Is it the rule applicable to both one-tail and two-tails testing ?
Yes.
A p-value is nothing more nor less than an alpha: the alpha that puts your calculated t-value on the dividing line between acceptance and rejection.
S2000magician :
Thank you for your response. I have another question :
Is it that each sample has its own P-value (i.e., different sample has different P-value) ?
My pleasure.
If the test statistic is different (which it will likely be for different samples), the p-value will be different. Remember: the p-value is the level of significance that puts the calculated statistic on the brink of accept/reject; if that statistic is different, the p-value will be different.
S2000 Magician can you please define what is joint probability? what is the simplest method to calculate it with an example. please i will be honoured.
Joint probability is the probability of two (or more) things happeneng together. We write the probability of A and B happening together as P(AB).
For example: you see a car; what’s the probability that it’s a red Ferrari? That’s the joint probability that it’s a red car and that it’s a Ferrari.
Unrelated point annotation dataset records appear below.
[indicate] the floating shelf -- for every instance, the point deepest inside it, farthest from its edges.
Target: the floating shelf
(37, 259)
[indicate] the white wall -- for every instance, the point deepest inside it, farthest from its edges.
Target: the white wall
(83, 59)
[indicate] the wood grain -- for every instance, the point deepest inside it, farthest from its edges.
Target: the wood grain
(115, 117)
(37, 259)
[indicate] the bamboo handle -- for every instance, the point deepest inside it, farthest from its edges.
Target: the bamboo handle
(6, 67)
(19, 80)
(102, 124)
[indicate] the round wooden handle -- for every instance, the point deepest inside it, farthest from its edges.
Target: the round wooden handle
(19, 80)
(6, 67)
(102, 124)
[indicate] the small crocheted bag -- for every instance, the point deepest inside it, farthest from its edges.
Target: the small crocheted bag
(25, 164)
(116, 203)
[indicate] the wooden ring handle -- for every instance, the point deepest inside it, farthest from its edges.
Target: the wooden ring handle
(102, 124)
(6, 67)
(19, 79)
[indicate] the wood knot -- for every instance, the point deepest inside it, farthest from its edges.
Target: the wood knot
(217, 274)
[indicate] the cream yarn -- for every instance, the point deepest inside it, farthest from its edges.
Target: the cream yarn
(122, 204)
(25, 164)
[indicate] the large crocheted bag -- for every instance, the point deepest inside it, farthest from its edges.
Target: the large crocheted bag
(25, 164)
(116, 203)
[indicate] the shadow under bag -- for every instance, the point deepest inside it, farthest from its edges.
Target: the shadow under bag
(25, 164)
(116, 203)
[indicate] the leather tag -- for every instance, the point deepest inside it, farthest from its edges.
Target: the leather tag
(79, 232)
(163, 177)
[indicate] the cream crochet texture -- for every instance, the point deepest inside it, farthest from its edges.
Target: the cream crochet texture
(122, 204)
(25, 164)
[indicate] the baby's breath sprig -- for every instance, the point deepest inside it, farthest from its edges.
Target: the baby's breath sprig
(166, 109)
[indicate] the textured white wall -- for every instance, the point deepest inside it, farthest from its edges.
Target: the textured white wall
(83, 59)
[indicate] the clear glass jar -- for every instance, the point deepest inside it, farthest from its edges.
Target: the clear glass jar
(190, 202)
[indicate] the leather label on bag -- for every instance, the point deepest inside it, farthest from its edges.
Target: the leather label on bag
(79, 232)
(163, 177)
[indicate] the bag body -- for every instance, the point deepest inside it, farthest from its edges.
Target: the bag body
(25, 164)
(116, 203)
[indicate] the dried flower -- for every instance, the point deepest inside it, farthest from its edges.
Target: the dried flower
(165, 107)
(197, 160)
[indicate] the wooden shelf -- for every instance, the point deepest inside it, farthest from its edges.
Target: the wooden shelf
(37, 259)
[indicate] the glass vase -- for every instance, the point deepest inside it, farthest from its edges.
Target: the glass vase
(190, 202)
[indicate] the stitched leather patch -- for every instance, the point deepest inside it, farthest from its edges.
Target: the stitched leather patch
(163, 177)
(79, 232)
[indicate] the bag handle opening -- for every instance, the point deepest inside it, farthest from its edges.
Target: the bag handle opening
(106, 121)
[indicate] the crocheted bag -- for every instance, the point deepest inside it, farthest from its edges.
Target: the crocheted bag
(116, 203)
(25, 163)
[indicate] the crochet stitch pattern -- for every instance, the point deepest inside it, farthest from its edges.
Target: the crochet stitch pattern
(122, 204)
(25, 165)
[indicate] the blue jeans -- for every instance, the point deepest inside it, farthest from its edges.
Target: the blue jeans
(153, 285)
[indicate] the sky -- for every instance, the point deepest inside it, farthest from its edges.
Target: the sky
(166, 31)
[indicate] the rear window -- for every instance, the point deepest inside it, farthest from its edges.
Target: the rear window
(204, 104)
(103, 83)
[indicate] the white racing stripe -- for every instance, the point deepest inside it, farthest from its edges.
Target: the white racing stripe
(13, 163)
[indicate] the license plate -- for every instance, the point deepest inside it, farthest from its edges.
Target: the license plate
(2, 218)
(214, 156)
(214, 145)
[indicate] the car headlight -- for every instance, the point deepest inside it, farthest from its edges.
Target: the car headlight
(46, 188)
For this exam, the easiest way to calculate it will be to use conditional probabilities: the probability of something happening given that something else has happened. We write the probability of A happening given that B has happened as P(A|B). The key formula is this:
P(AB) = P(A|B) × P(B).
Maybe one car in 100 (in your neighborhood) is a Ferrari, 20% of (all of) the cars are red, and 40% of Ferraris are red. Then the probability of seeing a red Ferrari is:
P(red Ferrari) = P(red|Ferrari) × P(Ferrari) = 0.40 × 0.01 = 0.004 = 0.4%
(Note: we don’t care that 20% of all cars are red; we didn’t need this fact in this problem.)